If you want to dig a bit deeper, try doing this great exercise: It's called Four Helpful Lists. Divide your paper up into 1 big column and 3 smaller ones. Then write down simply what feels right, what feels wrong, what feels confusing, and what feels missing as illustrated below. After completing the first column, put a checkmark into the correct column that indicates how much control you have over those things: full, partial, or none. It might look something like this:

 Take a deep look into what you have full, partial, and no control over. What changes do you need to make in your thinking? What can you learn from this exercise? What actions can you take?


5. Connect with others like elite athletes. Elite athletes do much better when they are connected with other athletes. They can share the ups and downs of athletics. While the coronavirus dictates that we all practice physical social distancing, we can practice verbal, emotional, and psychological friendship. We don't have to be alone. We have each other, our faith or belief system, and our loved ones. 


6. Speak carefully like elite athletes. Trevor Moawad, son of the great Bob Moawad, says that a Havard study indicated that negative thoughts that are spoken out loud increase the power of negativity 4-7 times when verbalized. Not only does negativity becomes a self-fulfilling prophecy, but it also narrows our thinking and makes us less resourceful. Be mindful of your words. It's not to say that we don't recognize the difficulty of our circumstances, but we can choose how we will respond to adversity. If something negative happens, how we talk and respond with the power of our words sets up our future. 


7. Sleep and move like elite athletes. At the risk of sounding trite, elite athletes know that a good night's sleep is crucial for cognitive and physical performance and emotional regulation.

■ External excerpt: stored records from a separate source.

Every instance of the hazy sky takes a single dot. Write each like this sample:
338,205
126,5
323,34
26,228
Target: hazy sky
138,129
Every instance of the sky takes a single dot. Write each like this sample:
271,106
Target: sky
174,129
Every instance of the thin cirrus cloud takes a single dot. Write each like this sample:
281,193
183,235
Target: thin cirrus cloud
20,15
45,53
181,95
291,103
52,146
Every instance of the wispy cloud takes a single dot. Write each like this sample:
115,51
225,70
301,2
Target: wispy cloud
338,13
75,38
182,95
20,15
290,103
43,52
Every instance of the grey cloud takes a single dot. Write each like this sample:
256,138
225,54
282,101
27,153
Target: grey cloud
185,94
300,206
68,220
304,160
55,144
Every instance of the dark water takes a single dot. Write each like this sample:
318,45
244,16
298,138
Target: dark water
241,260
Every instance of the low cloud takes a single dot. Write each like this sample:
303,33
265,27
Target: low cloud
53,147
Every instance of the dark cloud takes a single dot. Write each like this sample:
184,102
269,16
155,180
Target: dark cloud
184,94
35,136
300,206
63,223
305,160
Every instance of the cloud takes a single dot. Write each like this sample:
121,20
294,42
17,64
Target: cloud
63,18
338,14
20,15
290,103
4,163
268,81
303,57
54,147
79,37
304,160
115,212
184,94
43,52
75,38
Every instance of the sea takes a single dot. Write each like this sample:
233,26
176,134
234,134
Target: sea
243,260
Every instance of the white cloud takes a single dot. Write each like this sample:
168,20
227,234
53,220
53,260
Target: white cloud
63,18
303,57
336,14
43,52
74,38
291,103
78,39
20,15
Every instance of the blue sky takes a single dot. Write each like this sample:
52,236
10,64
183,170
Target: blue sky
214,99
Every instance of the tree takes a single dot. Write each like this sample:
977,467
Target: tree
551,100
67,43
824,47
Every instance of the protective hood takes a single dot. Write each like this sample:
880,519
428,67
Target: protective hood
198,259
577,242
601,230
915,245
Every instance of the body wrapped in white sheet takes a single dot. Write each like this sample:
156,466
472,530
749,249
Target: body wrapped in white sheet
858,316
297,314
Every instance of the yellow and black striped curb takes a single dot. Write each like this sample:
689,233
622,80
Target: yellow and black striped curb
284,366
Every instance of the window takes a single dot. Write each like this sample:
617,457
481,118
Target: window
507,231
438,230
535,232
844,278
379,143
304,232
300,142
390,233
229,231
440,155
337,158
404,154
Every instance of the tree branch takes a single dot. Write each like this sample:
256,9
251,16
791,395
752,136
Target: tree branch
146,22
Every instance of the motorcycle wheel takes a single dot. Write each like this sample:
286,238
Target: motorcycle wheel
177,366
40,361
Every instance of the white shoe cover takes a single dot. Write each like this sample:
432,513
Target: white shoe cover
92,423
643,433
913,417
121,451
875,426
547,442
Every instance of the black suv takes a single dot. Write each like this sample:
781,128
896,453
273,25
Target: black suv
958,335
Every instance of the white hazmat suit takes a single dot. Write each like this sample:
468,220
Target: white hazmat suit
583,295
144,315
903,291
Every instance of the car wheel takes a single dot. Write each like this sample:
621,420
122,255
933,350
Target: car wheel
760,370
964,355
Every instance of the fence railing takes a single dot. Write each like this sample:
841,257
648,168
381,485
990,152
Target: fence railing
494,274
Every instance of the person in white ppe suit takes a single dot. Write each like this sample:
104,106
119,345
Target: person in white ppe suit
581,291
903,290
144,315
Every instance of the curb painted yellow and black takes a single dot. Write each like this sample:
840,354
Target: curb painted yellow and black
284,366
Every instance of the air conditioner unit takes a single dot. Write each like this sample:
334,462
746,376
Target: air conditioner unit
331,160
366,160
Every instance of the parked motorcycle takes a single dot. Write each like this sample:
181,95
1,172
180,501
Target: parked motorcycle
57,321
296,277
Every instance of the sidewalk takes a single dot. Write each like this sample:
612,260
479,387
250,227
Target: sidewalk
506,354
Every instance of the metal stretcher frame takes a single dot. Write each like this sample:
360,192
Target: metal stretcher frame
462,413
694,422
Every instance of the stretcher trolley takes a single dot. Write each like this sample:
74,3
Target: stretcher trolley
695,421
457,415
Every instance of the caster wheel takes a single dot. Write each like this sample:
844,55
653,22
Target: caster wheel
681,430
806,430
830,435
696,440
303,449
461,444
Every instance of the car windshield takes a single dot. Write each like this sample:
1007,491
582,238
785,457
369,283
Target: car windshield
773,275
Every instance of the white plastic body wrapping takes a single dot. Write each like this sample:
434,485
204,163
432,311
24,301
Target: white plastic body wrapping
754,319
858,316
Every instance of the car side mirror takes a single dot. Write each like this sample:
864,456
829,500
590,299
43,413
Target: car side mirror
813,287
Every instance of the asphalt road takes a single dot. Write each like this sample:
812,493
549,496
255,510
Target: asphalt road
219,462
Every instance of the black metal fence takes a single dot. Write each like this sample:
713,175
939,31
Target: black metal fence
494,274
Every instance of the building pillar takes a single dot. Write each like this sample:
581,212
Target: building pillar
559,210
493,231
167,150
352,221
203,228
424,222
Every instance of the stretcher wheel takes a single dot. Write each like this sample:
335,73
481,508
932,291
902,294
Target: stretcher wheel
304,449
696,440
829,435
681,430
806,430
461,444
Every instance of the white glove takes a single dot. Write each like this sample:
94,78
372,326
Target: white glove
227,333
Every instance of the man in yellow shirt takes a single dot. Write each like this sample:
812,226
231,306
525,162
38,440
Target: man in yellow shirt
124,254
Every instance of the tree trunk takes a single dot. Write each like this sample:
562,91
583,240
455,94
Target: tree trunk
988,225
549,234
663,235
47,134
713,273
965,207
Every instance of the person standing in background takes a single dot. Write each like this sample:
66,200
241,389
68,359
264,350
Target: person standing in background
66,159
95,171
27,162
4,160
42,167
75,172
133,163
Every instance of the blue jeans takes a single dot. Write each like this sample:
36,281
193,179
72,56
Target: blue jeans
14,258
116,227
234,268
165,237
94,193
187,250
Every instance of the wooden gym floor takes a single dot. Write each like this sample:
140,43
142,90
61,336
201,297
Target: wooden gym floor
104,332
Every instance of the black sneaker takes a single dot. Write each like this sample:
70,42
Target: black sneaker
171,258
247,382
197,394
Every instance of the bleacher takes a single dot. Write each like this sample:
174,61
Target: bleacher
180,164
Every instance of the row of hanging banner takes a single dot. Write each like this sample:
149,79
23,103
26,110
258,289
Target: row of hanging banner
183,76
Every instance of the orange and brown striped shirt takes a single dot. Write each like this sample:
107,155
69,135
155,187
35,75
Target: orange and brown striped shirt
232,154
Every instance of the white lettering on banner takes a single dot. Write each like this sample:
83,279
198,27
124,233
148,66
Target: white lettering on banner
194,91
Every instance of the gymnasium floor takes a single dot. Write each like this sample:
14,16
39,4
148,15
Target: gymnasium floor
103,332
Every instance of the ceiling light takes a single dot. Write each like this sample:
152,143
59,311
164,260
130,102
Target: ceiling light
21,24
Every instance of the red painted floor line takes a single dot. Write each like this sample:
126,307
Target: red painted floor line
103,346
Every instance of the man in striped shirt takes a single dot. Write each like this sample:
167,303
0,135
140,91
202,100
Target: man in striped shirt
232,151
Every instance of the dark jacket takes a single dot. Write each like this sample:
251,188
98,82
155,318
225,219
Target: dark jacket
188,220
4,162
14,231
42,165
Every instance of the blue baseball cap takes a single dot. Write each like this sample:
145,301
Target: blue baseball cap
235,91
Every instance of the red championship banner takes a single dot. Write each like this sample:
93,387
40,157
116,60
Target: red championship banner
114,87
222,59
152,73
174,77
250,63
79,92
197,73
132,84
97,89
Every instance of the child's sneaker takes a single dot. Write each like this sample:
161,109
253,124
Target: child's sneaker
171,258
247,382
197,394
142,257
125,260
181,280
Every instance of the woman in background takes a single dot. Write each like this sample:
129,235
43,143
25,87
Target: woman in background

The statistics are overwhelming: a good night's sleep will do more for performance and anxiety control than most other non-medical related anxiety issues. Exercising releases endorphins which has a dramatic effect on our well-being. It might be worth mentioning that what you eat has a dramatic effect on your gut biome and brain, but that's another article in the making!



Many neuroscientists believe we think between 40,000 to 80,000 thoughts every day, of which 90% are unconscious. But with the 10% or so that we can be conscious of, we can control to a large degree with practice and discipline. Elite Mindset mental training trains people to think well. We don't have to be slaves to our emotions. We can acknowledge our emotions, but as cognitive-behavioral psychology suggests, our thoughts can change our feelings. If we think well, we can feel better, and perform at our best. Anxiety doesn't have to control us. With training, we can control it.